Has anyone here used DLP alongside ICA? If so, could you please share some of the upsides on how machine learning within ICA made things easier for prioritization of security alerts, reporting, policy tuning and etc. Also, in what instances did policy tuning still require more manual effort?
James, I'll throw out some comments here, from an ICA Sales Engineer standpoint. Happy to provide some additional whitepapers or case studies if desired. Generally, ICA running alongside DLP provides some significant benefits. From a perspective of security alerts, ICA utilizes UEBA capabilities to determine the "risky" incidents that are occurring and highlights those in various stack-ranked lists and scenario groupings for simple analysis. The idea is to essentially show the "needles" in the haystack without having to pore through the haystack itself.

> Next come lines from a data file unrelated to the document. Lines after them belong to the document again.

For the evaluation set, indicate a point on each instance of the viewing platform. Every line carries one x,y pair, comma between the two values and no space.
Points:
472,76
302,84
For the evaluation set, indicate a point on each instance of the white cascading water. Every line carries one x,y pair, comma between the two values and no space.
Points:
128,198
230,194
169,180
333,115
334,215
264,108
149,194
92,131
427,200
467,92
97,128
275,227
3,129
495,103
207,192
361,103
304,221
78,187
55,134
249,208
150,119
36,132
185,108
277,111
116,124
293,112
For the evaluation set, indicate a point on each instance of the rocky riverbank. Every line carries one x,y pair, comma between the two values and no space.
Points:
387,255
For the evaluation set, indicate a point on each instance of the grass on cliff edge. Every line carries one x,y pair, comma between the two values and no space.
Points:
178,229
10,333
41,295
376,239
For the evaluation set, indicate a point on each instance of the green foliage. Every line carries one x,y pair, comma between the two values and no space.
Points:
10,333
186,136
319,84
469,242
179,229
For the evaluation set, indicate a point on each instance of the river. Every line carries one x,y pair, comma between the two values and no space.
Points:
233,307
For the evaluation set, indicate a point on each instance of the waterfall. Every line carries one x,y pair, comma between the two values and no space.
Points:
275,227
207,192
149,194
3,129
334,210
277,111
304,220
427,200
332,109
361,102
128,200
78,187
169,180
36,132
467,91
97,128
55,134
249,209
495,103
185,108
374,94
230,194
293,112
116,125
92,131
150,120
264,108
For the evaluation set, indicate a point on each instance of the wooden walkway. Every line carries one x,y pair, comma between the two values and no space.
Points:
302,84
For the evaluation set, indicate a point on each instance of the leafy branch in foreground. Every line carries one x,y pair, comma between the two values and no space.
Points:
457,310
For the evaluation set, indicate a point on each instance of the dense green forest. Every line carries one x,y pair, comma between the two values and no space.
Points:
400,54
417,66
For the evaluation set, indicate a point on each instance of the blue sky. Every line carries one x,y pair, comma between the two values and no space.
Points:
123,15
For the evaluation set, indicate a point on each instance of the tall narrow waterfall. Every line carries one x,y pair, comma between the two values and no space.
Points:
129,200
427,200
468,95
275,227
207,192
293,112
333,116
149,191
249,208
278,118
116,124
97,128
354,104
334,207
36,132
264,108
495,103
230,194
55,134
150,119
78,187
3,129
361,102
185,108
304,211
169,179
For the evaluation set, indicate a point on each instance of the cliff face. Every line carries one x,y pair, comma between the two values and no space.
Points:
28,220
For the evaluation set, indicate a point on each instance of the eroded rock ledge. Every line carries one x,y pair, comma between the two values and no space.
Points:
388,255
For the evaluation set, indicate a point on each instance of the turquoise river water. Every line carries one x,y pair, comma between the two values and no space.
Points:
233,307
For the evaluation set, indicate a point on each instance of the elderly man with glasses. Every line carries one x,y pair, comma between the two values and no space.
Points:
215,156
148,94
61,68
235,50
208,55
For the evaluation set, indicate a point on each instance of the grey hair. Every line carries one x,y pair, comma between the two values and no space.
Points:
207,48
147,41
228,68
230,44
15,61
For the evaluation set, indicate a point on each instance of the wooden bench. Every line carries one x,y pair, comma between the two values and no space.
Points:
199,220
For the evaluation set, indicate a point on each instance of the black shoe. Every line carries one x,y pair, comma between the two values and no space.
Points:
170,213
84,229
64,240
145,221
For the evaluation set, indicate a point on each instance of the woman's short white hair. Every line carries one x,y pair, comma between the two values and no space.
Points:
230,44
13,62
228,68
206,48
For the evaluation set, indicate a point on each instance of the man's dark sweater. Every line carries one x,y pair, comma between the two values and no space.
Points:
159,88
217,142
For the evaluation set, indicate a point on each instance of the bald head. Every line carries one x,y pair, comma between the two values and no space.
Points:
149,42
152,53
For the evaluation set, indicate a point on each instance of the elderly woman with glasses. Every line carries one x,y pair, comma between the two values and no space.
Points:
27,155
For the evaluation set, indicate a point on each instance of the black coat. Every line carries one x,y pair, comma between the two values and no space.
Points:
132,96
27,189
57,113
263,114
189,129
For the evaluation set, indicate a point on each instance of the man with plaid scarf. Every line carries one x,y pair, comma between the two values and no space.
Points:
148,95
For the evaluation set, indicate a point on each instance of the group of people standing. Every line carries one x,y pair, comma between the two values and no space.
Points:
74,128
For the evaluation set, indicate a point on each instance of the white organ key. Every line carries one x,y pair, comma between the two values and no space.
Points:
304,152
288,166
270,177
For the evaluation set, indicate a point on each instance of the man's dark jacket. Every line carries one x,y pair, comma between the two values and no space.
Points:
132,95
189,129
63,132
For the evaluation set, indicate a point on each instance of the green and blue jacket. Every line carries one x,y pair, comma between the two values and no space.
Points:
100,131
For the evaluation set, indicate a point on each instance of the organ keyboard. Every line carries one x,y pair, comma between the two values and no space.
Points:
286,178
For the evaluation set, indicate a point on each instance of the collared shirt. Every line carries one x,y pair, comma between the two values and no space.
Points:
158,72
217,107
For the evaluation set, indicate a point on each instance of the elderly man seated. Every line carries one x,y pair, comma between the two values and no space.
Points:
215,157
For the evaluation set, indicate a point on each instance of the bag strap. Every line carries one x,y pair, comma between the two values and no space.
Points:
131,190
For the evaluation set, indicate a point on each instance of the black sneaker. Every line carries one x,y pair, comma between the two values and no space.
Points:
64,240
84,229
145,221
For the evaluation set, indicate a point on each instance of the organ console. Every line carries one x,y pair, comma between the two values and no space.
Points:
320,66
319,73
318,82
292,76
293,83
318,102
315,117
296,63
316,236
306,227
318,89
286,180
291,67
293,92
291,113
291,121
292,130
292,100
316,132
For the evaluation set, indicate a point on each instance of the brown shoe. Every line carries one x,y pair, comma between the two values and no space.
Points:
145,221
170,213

ICA also contains many OOTB reports/dashboards centered around DLP content, with the added ability to easily create ad hoc reports, metrics, and dashboard views without having to understand query languages. ICA can assist with policy tuning by monitoring areas where employees are consistently violiating policies during the course of getting their job done. Generally, remediation efforts can move from Enforce into ICA, although policy tuning efforts still occur in Enforce. It's easy to classify false positives and ICA will utilize that information to auto-classify future events.
Thanks Daryl for providing some insight from an ICA Sales Engineer standpoint. Please provide me with some whitepapers and case studies when you have the time. I would still like to know though some user experience with the product from the consulting side of things. I'm more interested in the positives if someone else here can provide them.